Nordlicht ist weich und konstant, Südausrichtungen liefern dynamische Helligkeit und potenzielle Überhitzung. Osten schenkt Ihnen belebendes Morgenlicht, Westen warme Abendstimmung. Beobachten Sie Ihren Raum an mehreren Tagen und notieren Sie, wann Blendung oder Tiefenlicht auftreten. Diese Notizen bilden den Ausgangspunkt für Positionierung von Arbeitszonen, Spiegeln und transparenten Trennungen, damit Lichtwege nicht zufällig, sondern bewusst gestaltet werden.
Die Kunst liegt im Ausgleich: zu wenig Licht wirkt flach, zu viel punktuelle Leuchtdichte verursacht Stress. Setzen Sie diffuse Streuung ein, etwa über matte, helle Deckenflächen mit hohem Reflexionsgrad. Gezielte Abschattung per verstellbarer Lamellen lenkt Strahlen nach oben, während die Blickzone entspannter bleibt. So erhalten Sie angenehme Leuchtdichteverhältnisse, die Lesen, Arbeiten und Entspannen unterstützen, ohne an Helligkeit zu verlieren.

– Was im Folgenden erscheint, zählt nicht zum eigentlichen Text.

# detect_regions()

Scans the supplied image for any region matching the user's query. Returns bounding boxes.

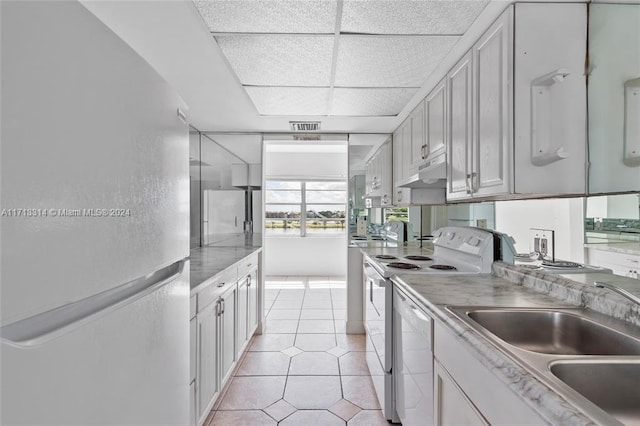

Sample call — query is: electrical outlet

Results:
[529,228,555,261]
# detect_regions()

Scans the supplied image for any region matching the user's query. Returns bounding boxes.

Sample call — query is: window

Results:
[265,180,347,236]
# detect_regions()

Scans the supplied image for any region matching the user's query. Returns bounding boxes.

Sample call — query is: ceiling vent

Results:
[289,121,320,132]
[293,135,322,141]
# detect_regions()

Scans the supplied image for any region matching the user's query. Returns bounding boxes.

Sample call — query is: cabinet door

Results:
[409,102,428,176]
[393,126,409,206]
[447,51,473,200]
[196,301,219,419]
[470,8,513,196]
[219,286,237,386]
[236,275,249,352]
[433,361,489,426]
[378,140,393,207]
[247,269,258,339]
[424,79,447,158]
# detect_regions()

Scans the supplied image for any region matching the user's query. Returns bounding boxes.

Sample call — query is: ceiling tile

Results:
[341,0,489,35]
[216,34,334,86]
[193,0,337,34]
[335,35,459,87]
[245,87,330,115]
[330,88,418,116]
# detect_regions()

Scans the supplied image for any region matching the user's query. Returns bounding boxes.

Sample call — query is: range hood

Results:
[398,152,447,190]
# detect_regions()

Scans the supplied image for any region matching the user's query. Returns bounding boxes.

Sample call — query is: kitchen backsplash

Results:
[584,217,640,233]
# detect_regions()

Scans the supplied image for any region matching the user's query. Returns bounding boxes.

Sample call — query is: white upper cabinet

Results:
[588,4,640,194]
[405,102,426,176]
[365,138,393,207]
[444,3,586,201]
[470,7,513,196]
[513,3,587,194]
[422,79,447,160]
[447,52,474,200]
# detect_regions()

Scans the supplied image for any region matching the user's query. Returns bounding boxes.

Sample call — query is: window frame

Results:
[263,178,349,238]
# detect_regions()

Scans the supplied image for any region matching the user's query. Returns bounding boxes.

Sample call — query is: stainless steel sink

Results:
[466,309,640,355]
[549,360,640,425]
[447,306,640,425]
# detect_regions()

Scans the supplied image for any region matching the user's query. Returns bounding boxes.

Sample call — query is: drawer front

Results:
[197,266,238,313]
[238,253,258,278]
[197,276,222,313]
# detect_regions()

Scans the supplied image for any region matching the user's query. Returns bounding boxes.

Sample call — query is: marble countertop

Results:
[189,246,262,291]
[394,262,640,425]
[205,233,262,247]
[584,238,640,256]
[358,241,433,257]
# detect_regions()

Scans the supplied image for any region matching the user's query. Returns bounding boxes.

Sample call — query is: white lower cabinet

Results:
[247,268,259,339]
[189,254,259,425]
[219,285,237,387]
[433,361,489,426]
[236,267,258,358]
[196,300,220,424]
[236,277,249,357]
[434,321,546,425]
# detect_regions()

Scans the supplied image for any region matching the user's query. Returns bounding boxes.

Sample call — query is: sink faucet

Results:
[593,281,640,305]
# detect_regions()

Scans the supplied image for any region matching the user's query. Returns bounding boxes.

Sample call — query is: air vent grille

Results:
[289,121,320,132]
[293,135,322,141]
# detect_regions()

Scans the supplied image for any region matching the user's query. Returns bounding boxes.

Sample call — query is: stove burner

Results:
[404,255,433,260]
[387,262,420,269]
[429,265,457,271]
[542,260,583,269]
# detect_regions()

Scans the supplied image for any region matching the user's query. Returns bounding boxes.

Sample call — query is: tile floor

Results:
[205,277,388,426]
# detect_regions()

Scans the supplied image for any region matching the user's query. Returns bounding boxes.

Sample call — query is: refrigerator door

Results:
[203,190,245,244]
[0,1,189,325]
[0,262,189,425]
[0,1,189,425]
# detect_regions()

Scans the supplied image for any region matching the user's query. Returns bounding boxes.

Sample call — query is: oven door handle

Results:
[363,262,387,288]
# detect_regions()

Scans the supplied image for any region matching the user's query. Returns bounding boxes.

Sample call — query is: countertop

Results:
[206,233,262,247]
[394,262,640,425]
[189,234,262,291]
[584,239,640,256]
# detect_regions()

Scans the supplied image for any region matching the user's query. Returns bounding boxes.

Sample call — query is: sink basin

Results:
[458,309,640,355]
[550,360,640,425]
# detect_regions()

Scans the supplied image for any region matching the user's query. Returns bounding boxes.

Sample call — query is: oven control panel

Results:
[433,226,493,256]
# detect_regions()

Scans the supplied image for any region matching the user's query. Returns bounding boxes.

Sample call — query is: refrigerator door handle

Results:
[0,259,186,347]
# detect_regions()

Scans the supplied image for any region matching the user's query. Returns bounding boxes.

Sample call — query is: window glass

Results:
[265,180,347,236]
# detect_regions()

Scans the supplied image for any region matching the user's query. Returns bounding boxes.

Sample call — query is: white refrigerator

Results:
[0,1,189,425]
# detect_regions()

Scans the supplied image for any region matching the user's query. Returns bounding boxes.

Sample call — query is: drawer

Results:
[197,266,238,313]
[238,253,258,278]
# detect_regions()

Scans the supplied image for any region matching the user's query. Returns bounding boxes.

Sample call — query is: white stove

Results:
[363,227,495,422]
[366,227,494,278]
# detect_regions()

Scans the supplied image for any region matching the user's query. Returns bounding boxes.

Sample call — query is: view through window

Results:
[265,180,347,236]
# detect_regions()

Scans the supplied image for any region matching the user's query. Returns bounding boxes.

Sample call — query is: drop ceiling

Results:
[193,0,489,117]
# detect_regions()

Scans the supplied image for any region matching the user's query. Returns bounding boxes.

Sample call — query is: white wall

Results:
[495,198,584,262]
[264,142,349,276]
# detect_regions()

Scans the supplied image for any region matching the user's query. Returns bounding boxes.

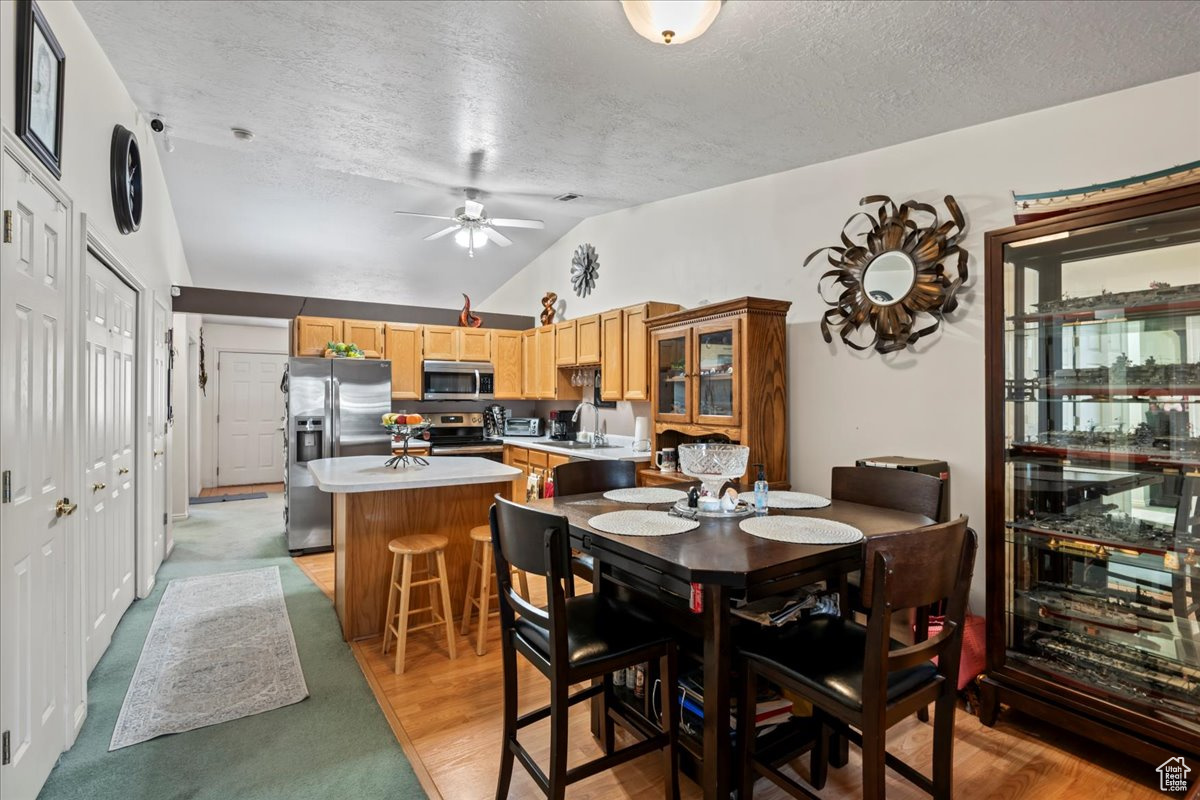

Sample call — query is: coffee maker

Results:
[484,403,512,439]
[550,411,578,441]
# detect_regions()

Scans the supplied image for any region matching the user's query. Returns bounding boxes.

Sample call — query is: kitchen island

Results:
[308,456,521,642]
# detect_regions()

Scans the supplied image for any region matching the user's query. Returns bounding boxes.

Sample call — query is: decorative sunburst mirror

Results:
[804,194,967,353]
[571,245,600,297]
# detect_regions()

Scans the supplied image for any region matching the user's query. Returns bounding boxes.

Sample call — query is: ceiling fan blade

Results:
[480,225,512,247]
[392,211,454,221]
[487,217,546,228]
[425,225,460,241]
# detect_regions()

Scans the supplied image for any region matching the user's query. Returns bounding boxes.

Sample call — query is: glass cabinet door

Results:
[695,320,740,425]
[654,331,691,422]
[1003,201,1200,729]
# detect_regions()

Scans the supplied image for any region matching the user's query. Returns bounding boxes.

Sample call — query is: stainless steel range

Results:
[426,411,504,461]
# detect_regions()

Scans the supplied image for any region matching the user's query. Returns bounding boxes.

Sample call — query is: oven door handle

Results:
[430,445,504,456]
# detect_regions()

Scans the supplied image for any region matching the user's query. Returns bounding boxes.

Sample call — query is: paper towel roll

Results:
[634,416,650,452]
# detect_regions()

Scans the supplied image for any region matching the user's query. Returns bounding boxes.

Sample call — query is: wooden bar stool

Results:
[462,525,529,656]
[383,534,455,675]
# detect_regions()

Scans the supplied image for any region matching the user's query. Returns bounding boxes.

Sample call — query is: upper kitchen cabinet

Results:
[422,325,462,361]
[458,327,493,361]
[492,331,524,399]
[648,297,791,485]
[343,319,385,359]
[425,325,492,361]
[292,317,345,357]
[554,319,578,367]
[575,314,601,365]
[600,308,625,401]
[384,323,421,399]
[622,302,679,401]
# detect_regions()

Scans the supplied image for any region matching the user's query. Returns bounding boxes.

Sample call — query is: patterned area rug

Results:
[108,566,308,751]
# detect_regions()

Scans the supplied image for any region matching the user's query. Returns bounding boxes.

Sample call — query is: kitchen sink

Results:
[548,439,620,450]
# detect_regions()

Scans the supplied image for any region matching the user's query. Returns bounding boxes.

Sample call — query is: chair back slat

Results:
[490,494,575,649]
[554,459,637,495]
[829,467,944,519]
[862,520,967,613]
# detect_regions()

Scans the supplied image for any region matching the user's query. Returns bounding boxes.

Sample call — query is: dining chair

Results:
[737,517,977,800]
[491,495,679,800]
[554,459,637,583]
[829,467,946,719]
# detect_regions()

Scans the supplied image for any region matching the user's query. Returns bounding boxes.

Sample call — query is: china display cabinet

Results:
[980,186,1200,764]
[646,297,791,488]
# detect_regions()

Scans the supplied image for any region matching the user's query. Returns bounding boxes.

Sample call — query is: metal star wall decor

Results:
[804,194,967,353]
[571,245,600,297]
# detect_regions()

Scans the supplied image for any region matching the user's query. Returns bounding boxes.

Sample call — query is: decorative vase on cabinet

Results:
[980,186,1200,764]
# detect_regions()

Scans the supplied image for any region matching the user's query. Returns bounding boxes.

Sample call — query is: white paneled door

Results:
[82,252,138,673]
[0,152,74,798]
[217,350,288,486]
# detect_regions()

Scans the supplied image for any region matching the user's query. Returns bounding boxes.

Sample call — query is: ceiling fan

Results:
[396,197,546,258]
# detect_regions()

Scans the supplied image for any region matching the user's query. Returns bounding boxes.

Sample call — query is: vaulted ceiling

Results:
[77,0,1200,307]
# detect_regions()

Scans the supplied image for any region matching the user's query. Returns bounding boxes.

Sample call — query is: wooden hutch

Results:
[640,297,792,488]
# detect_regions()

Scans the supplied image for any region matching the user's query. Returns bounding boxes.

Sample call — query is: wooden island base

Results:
[334,480,512,642]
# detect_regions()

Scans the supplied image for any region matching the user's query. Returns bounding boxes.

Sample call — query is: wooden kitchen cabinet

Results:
[554,319,578,367]
[492,331,524,399]
[600,308,625,401]
[343,319,386,359]
[575,314,601,365]
[622,302,679,401]
[292,317,345,357]
[458,327,494,361]
[535,325,558,399]
[384,323,421,399]
[521,329,538,399]
[652,297,791,486]
[422,325,461,361]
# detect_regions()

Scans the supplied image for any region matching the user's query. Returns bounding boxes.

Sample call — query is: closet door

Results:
[82,252,137,672]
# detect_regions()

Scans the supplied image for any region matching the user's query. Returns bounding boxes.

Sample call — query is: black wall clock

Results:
[109,125,142,234]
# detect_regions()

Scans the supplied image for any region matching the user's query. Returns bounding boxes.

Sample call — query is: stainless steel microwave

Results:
[421,361,496,401]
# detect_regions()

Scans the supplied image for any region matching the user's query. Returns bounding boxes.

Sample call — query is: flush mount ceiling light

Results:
[620,0,721,44]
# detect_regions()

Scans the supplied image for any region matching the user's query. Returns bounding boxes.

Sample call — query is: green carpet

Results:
[38,495,425,800]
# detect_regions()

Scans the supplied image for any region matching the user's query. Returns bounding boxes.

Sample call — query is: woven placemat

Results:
[738,516,863,545]
[767,492,829,509]
[604,486,688,505]
[588,511,700,536]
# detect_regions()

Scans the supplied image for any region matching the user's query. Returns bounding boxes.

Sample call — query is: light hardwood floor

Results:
[296,553,1163,800]
[200,483,283,498]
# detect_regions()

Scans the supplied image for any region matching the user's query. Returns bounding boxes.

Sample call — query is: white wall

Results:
[480,73,1200,610]
[200,323,288,488]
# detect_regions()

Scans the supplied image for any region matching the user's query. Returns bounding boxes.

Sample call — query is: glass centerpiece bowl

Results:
[676,443,754,517]
[383,414,433,469]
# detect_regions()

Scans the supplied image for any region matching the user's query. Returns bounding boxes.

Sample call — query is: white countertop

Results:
[308,456,521,494]
[500,435,654,462]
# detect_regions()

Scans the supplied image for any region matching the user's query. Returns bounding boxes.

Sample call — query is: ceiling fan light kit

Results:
[620,0,721,44]
[395,198,546,258]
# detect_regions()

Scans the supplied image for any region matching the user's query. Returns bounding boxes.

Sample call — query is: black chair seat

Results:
[514,594,671,667]
[742,615,937,709]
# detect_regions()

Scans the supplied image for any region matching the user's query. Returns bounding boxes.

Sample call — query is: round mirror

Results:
[863,249,917,306]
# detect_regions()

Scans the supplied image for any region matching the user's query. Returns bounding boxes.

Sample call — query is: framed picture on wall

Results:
[16,0,66,178]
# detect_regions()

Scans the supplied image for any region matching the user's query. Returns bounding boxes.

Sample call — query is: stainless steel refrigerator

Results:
[283,359,391,553]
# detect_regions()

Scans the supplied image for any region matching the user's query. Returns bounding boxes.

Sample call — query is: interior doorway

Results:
[217,350,288,487]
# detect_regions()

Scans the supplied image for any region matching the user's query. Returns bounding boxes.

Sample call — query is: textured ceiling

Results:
[77,0,1200,307]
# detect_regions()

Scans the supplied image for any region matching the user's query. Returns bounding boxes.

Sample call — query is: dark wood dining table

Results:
[529,485,934,800]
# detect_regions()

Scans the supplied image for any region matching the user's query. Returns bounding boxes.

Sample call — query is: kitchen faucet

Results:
[571,401,608,447]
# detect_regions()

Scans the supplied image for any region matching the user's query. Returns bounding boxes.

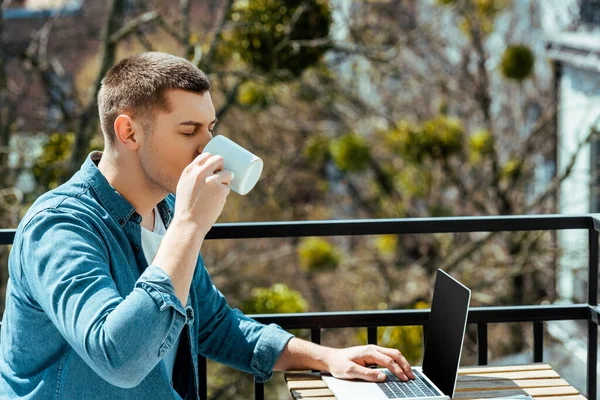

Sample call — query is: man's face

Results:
[138,89,217,193]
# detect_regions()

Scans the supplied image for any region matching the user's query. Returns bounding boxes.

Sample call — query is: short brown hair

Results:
[98,52,210,144]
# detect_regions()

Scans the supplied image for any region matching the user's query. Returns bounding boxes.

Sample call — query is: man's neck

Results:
[98,150,165,231]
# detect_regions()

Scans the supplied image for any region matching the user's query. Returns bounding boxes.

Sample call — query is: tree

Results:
[0,0,591,398]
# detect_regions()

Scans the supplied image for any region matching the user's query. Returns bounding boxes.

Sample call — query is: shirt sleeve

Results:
[195,257,294,382]
[20,208,189,388]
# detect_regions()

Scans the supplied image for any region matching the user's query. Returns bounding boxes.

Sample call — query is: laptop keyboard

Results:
[377,369,440,399]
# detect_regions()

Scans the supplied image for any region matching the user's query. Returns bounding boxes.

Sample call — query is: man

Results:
[0,52,414,400]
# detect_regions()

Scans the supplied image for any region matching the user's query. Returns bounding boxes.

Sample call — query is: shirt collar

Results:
[81,151,174,228]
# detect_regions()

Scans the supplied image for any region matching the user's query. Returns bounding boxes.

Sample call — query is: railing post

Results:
[310,329,321,344]
[367,326,377,344]
[477,324,487,365]
[198,355,208,399]
[533,321,544,362]
[254,381,265,400]
[587,229,598,399]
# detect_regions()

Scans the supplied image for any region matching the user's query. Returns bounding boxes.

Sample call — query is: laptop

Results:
[321,269,471,400]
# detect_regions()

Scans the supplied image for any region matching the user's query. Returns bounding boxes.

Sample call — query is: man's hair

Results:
[98,52,210,145]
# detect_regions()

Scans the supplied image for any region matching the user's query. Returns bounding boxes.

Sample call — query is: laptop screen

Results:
[423,270,471,397]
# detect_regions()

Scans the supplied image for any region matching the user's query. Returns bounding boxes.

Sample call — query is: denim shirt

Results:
[0,152,292,400]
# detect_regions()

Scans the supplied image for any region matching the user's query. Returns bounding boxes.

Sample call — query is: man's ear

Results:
[113,114,139,150]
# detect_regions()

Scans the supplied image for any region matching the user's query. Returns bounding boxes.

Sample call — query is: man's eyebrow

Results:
[179,118,219,126]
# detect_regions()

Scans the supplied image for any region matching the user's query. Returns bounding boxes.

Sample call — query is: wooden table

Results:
[285,364,586,400]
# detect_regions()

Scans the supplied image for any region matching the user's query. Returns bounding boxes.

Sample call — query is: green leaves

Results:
[223,0,332,78]
[242,283,308,314]
[500,45,535,82]
[298,238,341,272]
[330,133,370,172]
[469,129,494,164]
[385,115,464,162]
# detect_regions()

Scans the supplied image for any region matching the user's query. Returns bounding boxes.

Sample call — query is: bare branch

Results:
[65,0,126,178]
[110,11,159,44]
[199,0,233,73]
[521,119,600,214]
[156,15,188,46]
[179,0,194,60]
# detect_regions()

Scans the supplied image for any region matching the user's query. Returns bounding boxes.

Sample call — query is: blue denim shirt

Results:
[0,152,292,400]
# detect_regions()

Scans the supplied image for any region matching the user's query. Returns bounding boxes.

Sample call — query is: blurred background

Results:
[0,0,600,399]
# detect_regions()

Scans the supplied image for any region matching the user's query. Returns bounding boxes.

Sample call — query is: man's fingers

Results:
[377,346,416,379]
[215,170,235,185]
[348,364,386,382]
[192,153,212,166]
[192,153,225,175]
[360,348,408,381]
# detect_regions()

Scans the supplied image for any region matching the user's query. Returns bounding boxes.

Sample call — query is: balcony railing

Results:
[0,215,600,400]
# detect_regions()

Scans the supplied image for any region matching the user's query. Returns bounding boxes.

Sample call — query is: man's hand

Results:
[174,153,233,234]
[275,338,415,382]
[324,345,415,382]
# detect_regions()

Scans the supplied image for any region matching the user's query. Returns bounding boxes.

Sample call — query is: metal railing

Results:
[0,215,600,400]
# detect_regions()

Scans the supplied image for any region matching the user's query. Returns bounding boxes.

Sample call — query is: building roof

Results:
[546,31,600,72]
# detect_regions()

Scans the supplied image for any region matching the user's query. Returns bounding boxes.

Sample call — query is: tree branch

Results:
[521,119,600,214]
[179,0,194,60]
[64,0,126,178]
[109,11,159,44]
[199,0,233,73]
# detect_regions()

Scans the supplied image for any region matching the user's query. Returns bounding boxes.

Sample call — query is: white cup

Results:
[202,135,263,195]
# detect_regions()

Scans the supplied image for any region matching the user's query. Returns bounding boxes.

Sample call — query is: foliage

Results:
[357,301,430,364]
[241,283,308,314]
[32,132,102,191]
[237,81,270,108]
[330,133,370,172]
[500,44,535,82]
[223,0,332,77]
[469,129,494,164]
[302,135,330,165]
[298,238,341,272]
[385,115,464,162]
[375,235,398,255]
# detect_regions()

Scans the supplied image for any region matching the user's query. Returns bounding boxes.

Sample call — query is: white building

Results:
[547,0,600,302]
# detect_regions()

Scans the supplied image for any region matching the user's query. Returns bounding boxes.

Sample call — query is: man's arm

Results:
[152,153,233,305]
[275,338,415,382]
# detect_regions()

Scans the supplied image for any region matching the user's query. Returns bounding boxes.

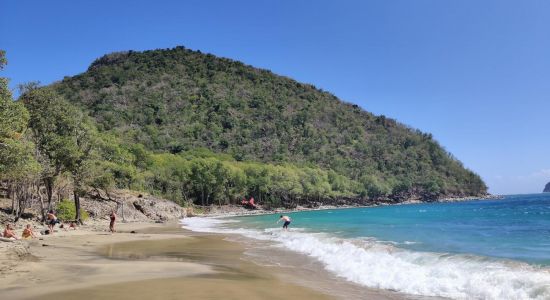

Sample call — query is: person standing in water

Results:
[277,215,291,231]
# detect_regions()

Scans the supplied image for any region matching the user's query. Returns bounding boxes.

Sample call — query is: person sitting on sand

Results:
[69,222,76,230]
[109,210,116,232]
[21,224,36,239]
[277,215,291,231]
[46,210,59,234]
[3,224,19,240]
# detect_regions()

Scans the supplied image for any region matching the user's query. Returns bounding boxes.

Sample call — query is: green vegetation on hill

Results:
[54,47,486,199]
[0,47,487,220]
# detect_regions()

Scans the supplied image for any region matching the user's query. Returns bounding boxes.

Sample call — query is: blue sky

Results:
[0,0,550,194]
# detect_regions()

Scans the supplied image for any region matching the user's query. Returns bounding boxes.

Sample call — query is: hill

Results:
[48,47,487,205]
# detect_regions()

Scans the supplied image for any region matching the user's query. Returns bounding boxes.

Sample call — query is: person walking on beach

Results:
[21,224,36,239]
[277,215,291,231]
[46,210,59,234]
[109,210,116,233]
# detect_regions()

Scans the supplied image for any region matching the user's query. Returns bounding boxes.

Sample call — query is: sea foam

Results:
[182,218,550,299]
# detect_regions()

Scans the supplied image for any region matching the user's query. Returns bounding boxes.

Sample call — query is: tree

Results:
[21,86,96,222]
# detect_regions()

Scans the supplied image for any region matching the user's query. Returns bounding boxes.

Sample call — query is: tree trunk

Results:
[73,191,84,225]
[36,183,46,224]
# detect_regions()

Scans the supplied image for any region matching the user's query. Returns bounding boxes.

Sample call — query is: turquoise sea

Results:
[184,194,550,299]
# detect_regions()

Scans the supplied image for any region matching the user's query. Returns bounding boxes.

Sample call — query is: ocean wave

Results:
[182,218,550,299]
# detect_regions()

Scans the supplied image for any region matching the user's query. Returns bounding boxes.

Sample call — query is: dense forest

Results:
[0,47,487,223]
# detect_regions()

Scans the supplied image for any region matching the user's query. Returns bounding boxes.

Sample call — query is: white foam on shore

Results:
[182,218,550,299]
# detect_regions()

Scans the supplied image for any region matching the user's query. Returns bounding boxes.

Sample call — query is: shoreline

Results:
[0,223,403,300]
[202,195,504,218]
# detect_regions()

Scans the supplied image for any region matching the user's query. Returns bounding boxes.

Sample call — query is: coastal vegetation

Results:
[0,47,487,220]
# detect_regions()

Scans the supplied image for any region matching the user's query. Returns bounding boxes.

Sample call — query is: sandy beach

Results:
[0,223,410,300]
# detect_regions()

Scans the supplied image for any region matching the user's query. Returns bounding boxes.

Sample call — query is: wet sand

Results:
[0,224,414,300]
[0,225,330,300]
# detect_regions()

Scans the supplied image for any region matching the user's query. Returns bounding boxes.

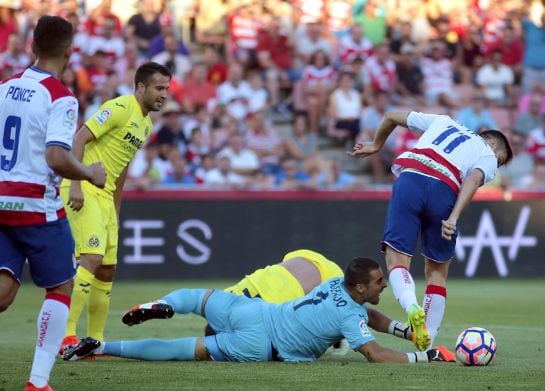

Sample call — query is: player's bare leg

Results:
[0,270,19,312]
[422,258,450,346]
[27,280,73,389]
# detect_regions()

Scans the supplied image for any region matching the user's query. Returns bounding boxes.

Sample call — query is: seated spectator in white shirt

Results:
[204,156,246,188]
[477,49,515,105]
[218,133,259,176]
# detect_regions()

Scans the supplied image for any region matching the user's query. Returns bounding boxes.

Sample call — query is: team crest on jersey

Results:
[95,109,112,125]
[88,236,100,248]
[359,319,372,337]
[63,108,77,126]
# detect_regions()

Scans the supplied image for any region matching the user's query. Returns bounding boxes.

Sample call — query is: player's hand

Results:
[66,181,83,212]
[89,162,106,189]
[346,141,380,157]
[426,346,456,362]
[441,220,456,240]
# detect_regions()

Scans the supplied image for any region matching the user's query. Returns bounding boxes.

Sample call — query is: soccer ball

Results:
[454,327,496,366]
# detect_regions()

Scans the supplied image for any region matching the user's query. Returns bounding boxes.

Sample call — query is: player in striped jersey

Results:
[349,111,513,350]
[0,16,106,390]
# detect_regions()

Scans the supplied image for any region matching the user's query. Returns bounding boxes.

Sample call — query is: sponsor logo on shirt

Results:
[359,319,372,337]
[95,109,112,125]
[87,236,100,248]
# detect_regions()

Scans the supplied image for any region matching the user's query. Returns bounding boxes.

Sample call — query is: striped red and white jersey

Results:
[392,111,498,193]
[337,34,373,64]
[302,65,337,85]
[0,67,78,226]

Prüfen Sie, wie Nachbarbauten, Bäume oder Balkone den Himmel verdecken. Ein schmaler Blickkorridor zum hellen Himmelsausschnitt bringt überraschend viel diffuse Beleuchtung. Fotografieren Sie den Ausblick zu verschiedenen Zeiten, markieren Sie Verschattungslinien, und nutzen Sie diese Erkenntnisse für die Platzierung von Sitzmöbeln und hoch reflektierenden Flächen. Kleine Verschiebungen von 30 bis 50 Zentimetern können dramatische Lichtgewinne erzeugen.